On trouve toutes les situations intermédiaires, avec notamment des universités de taille moyenne qui ont su favoriser le développement de quelques très bons laboratoires en leur sein, tout en se montrant actives dans la promotion sociale supérieure et la formation professionnalisante.

Il est certain que l’autonomie croissante des universités va encore diversifier le paysage, comme cela se produit dans tous les pays du monde. C’est cette diversité qui est évoquée, pour la première fois avec franchise dans le rapport Goulard[1] qui propose en conséquence une classification des universités.

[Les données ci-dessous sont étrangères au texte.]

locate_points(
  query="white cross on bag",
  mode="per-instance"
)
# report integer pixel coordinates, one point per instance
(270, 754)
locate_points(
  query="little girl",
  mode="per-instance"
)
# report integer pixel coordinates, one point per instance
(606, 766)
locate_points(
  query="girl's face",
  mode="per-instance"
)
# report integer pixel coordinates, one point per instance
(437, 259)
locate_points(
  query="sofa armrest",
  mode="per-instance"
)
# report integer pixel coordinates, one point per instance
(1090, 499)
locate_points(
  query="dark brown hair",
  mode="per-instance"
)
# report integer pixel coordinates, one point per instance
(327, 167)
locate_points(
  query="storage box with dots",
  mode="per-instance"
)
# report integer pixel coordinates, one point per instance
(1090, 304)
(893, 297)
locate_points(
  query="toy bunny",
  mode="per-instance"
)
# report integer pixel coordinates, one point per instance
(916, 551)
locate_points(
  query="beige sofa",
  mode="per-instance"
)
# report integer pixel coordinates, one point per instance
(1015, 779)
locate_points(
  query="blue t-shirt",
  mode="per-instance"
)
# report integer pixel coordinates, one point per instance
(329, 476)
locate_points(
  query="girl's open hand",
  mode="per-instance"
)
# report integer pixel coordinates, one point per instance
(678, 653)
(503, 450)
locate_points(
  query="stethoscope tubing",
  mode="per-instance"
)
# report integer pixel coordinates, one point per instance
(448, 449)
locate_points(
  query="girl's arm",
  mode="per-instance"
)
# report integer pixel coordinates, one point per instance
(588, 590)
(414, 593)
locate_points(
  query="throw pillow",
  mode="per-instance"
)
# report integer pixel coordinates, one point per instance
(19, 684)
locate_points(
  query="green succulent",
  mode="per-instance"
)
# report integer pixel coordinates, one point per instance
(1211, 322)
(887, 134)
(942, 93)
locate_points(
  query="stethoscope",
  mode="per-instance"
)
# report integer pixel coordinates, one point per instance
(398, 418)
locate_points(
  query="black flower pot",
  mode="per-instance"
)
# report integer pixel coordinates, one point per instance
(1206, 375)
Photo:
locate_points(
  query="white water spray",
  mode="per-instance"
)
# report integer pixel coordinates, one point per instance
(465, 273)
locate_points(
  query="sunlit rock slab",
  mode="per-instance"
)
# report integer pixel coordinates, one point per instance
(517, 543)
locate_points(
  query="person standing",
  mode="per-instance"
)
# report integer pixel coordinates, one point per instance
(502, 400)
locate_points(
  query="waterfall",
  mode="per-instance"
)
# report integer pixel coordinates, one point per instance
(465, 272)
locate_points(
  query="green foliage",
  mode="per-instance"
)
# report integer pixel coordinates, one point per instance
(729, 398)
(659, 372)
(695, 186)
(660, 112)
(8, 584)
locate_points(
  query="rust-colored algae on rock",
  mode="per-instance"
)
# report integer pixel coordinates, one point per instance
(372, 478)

Cette classification prétend s’inspirer de la « classification Carnegie » aux USA. En réalité, outre qu’elle est assez sommaire, elle ne se base pas sur des critères objectifs clairs comme la « classification Carnegie ». Elle apparaît ambiguë dans sa conception et dans son ambition.

Aucune classification n’est innocente par les hiérarchies sous-jacentes qu’elle induit. Au moment où la diversité des universités va devenir une donnée de l’enseignement supérieur français, il convient de ne pas figer les situations à partir d’analyses peu rigoureuses, et d’éviter ainsi d’établir entre les universités françaises une hiérarchie sociale immuable comparable à celle de nos grandes écoles.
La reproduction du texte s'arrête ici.